ICRA has also reaffirmed A1+ rating to enhanced amount of Rs 5 billion of the commercial paper programme of SRSL. The ratings have been removed from rating watch with negative implications and a stable outlook has been assigned to the long-term rating.

The rating action takes into account the steady financial performance of the company during sugar year (SY) 2009-101 in spite of the downturn in the sugar industry, which is likely to be sustained given the fact that international sugar prices have revived, which is likely to result in satisfactory profit levels for the company given that the company`s sugar units (both cane sugar and refining) can access the international markets readily.

Further, while the company has made large equity investments (to the tune of around Rs 15 billion) in two large Brazilian sugar/ethanol companies2 (which had resulting in ICRA putting its ratings under watch), since a significant part of the investments have been funded through internal accruals and equity infusion, this is unlikely to strain SRSL`s capital structure- thus ICRA estimates SRSL`s gearing at less than 1 times as on September 30, 2010.

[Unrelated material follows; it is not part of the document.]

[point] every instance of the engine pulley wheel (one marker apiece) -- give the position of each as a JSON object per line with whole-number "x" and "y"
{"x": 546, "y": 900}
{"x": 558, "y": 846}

ICRA`s LA+ and A1+ratings favourably factors in the company`s significant size of sugar operations, healthy operational performance and substantial forward integration into cogeneration and distillery businesses, which will continue to provide alternate revenue streams and some cushion against cyclicality in the sugar business.

These strengths are however tempered by the risks arising out of the inherent cyclicality and agroclimatic factors in the sugar business and vulnerability to government policies governing cane pricing and sugar release mechanism.

The company`s funding policies while growing through capital expenditure (capex) and acquisitions will remain a key rating driver.

Currently, ICRA does not have access to the audited accounts of either VDI or Equipav.

However based on management discussions, ICRA understands that the total long-term debt of these two entities is around Rs. 7.5 billion and Rs 30 billion respectively and that the two companies have satisfactory cost structures.

This coupled with the current improvement in sugar prices makes it unlikely in ICRA`s opinion that SRSL would have to extend any further support to these companies.

However, the magnitude of support that may have to be provided by SRSL would remain a key rating sensitivity.

Shares of the company gained Rs 1.55, or 1.86%, to settle at Rs 84.80. The total volume of shares traded was 1,035,434 at the BSE (Monday).